Thursday 14 October 2010

Nightwatch

It had already started to get dark as Tess neared home, the colour leaking out of the day, the night closing in around her. Walking through the village, she watched as lights were switched on in front room windows. For a moment or two, as she passed each house, she saw the lives of others lit up as a stage set. A brief moment of illumination, like the brightness when a match is struck. Then the curtains were drawn and she was once again in the dark, on the outside.

It was getting colder too. She wrapped her long knitted jacket more tightly, catching it together under crossed arms. It wouldn't be long before everyone was in coats and scarves, but she didn't want to give in to winter just yet.

Cars were parked up on the pavement all along the narrow street. They had to, or their wing mirrors would end up scattered like confetti by the delivery vans bringing furniture and food to the middle classes. She knew most of the cars, who they belonged to. It wasn't difficult in a village this size, where you got to know most people's business without even trying.

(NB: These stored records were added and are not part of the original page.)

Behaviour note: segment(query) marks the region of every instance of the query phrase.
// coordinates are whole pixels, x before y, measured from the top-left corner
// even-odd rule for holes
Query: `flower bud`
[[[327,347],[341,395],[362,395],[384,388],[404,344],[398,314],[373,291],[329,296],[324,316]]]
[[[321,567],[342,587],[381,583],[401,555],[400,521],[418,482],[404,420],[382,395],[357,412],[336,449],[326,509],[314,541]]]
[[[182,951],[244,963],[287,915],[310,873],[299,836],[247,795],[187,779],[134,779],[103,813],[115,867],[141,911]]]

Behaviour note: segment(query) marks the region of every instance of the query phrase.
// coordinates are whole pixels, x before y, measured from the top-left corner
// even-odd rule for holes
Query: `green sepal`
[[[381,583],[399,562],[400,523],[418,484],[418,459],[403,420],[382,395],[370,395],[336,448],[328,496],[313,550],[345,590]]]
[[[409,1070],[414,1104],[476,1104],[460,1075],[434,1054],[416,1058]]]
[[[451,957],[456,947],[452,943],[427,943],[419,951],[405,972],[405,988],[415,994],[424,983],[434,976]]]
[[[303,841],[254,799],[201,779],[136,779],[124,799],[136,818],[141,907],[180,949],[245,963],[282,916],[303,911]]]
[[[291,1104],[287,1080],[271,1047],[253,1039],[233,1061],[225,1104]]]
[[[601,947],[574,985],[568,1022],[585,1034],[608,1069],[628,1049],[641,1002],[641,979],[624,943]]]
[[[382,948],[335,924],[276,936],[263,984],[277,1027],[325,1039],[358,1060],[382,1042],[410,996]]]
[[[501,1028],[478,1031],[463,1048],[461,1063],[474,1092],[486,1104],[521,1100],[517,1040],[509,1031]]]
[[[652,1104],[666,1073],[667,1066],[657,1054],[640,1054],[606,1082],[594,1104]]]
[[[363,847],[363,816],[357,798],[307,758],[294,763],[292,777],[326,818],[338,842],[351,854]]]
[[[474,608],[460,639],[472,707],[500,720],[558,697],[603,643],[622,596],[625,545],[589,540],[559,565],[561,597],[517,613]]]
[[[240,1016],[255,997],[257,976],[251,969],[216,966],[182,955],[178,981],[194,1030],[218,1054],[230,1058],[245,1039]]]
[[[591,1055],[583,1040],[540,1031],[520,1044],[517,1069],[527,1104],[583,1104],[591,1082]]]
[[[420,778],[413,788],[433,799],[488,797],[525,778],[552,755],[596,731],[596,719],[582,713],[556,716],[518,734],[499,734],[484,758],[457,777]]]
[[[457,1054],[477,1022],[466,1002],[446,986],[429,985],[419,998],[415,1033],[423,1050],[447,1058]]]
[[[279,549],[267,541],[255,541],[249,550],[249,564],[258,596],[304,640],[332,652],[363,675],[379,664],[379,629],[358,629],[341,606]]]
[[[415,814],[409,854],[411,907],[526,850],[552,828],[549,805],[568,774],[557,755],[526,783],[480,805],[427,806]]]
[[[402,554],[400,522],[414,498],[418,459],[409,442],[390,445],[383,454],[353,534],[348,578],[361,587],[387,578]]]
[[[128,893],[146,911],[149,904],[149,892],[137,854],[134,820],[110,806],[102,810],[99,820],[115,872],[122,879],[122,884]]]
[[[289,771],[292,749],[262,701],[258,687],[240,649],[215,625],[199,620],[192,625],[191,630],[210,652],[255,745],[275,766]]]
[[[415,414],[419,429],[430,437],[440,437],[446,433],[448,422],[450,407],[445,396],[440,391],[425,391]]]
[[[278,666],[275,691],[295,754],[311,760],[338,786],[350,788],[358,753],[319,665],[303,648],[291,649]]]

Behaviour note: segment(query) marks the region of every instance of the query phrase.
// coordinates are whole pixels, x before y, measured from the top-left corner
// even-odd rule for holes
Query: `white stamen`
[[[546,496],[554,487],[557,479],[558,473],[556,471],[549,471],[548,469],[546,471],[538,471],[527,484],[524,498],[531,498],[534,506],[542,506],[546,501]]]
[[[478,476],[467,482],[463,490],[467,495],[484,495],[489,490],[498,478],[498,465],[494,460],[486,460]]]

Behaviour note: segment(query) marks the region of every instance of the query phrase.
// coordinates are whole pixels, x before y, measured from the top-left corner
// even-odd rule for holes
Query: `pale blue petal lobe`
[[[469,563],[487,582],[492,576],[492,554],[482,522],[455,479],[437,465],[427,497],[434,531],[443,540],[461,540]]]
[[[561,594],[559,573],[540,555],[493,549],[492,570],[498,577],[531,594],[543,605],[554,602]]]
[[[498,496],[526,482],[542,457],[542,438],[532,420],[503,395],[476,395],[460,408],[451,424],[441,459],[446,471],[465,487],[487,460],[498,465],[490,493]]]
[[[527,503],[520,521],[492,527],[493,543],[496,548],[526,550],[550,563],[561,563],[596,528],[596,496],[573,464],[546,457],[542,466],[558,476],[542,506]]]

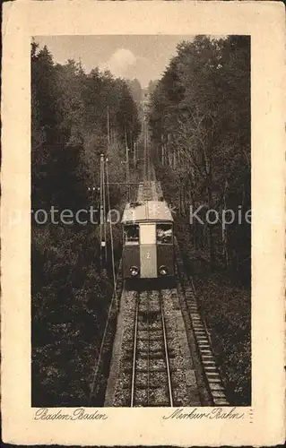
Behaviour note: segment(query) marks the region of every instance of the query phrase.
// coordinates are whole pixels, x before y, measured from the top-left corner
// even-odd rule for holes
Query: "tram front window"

But she didn't recognise the black Audi parked outside the bungalows.

There was a man sitting at the steering wheel. She glanced at him as she walked past, trying not to make her curiosity too obvious. She only had time to notice the short dark hair and small round glasses; would she always think of them as John Lennon glasses? He was doing a crossword, a folded up newspaper propped high against the steering wheel to catch the light.

Tess shivered, it was getting cold. She wondered why he was sitting there, it seemed a bit odd, but perhaps he was a taxi driver waiting for his passenger. Maybe he was a guest who'd been invited for supper but arrived too early. She hoped he wasn't some sort of spy, trying to catch out unwitting benefit fraudsters, or a private detective on the trail of an errant spouse.

He'd seemed engrossed in the crossword, hadn't noticed her as she'd walked past. Surely if he was waiting for someone he'd be looking up, checking, every few seconds? She hated it when people kept her waiting.

As she reached the corner, Tess looked back again, for just a little longer than she needed to. As she watched, the man got out. He closed the door gently, almost silently, then leaned forward for a moment against the roof of the car, resting his head on folded arms. It seemed a long while before he lifted his head and slowly straightened up, stretching his shoulders back and down.

Still she stood and watched, as he took off the small round glasses, folded them and put them in the top pocket of his jacket. She was surprisingly annoyed at that, why hadn't he put them in a case? She could almost feel the glass being scratched by the dust and detritus in his pocket. He looked away, down the street, then back at the car. She wasn't close enough to see his lips move, but it was almost as though she could hear him 'Right then...'

With a determined nod of the head he turned towards her. He'd seen her now, there was no point pretending he hadn't, so mirroring the actions she'd watched, she straightened up, nodded her head and walked towards him.

9 comments:

Jeannie said...

Wow, compelling. I want to find out what happens next...!

Mel said...

Sharon! Don't leave me hanging..... What happens next???

Philip Dodd said...

You rose to the challenge really well. Nicely done. Don't like the name tess though.

Pat said...

And then... and then...
Please don't tell me this is just an exercise and we are to be left suspended?

Jane Brideson said...

Ok, I'm hooked now.
Please give me more..........

jayne said...

I am hooked,this is really good sharon, i am impressed, i hope you will continue with it as i want to know what happens next.

Sharon Longworth said...

Jeannie, Mel, Philip, Pat, Jane, Jayne,
Thank you all for your great comments.
When I was writing this, I liked the idea of leaving it hanging - so people could imagine what might have happened next.I hadn't expected anyone to ask me to write on - so, we'll have to see!

Madame DeFarge said...

Do write the next stage of this. It begs to be told.

Happy Frog and I said...

I was hooked from the first sentence, so descriptive. I do hope you do continue the story. I have enjoyed coming up with my own ideas but I would love to know your take on it. Also I'm always happy when I see the word detritus used, good word!